Before joining Amazon in 2017, Newman served as an economic policy adviser to New Jersey Sen. Cory Booker. At Harvard, classmates elected her to a role representing their concerns to faculty.
The suit also contends that Amazon did not take adequate measures to protect Newman from a superior after she reported his inappropriate sexual advances to human resources.
Amazon has said it does not tolerate discrimination or harassment. “We immediately investigated Ms. Newman’s sexual harassment claim and fired her harasser. The investigation also resulted in corrective action and additional training requirements for those in her reporting line,” said Amazon spokesperson Jaci Anderson. “We also reviewed Ms. Newman’s interview process, leveling and onboarding, and determined that she was properly placed in her role at the company. We are currently investigating the new allegations included in the lawsuit.”
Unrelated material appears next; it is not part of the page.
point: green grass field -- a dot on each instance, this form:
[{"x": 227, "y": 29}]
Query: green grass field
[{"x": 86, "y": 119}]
Harvard Business School, thought by many to be the pinnacle of American managerial education, has a special cachet at Amazon. Many of Amazon’s senior leaders are alumni, including incoming CEO Andy Jassy. Bezos recruited Jassy straight from Harvard, along with now-WarnerMedia CEO Jason Kilar. Aside from Jassy, two other members of Amazon’s top executive team are Harvard Business School alumni: fashion Vice President Christine Beauchamp and Doug Herrington, who manages Amazon’s North American retail operations. Nearly 400 other Harvard Business School alumni work for the company, a LinkedIn search shows.
Petition organizers said they hoped Amazon’s deep ties with the school prompt company executives to take their requests seriously.
“Some of us have worked at Amazon. Some of us may work at Amazon in the future. But all of us hope that Amazon will use this moment to change,” the letter says.
The petition echoes proposals from activist investors introduced in advance of Amazon’s May 26 annual shareholder meeting, calling on the company to conduct a racial equity and civil rights audit of Amazon’s business practices and disclose how much employees of different races and genders are paid and how quickly they’re promoted. Amazon has recommended shareholders vote against those proposals.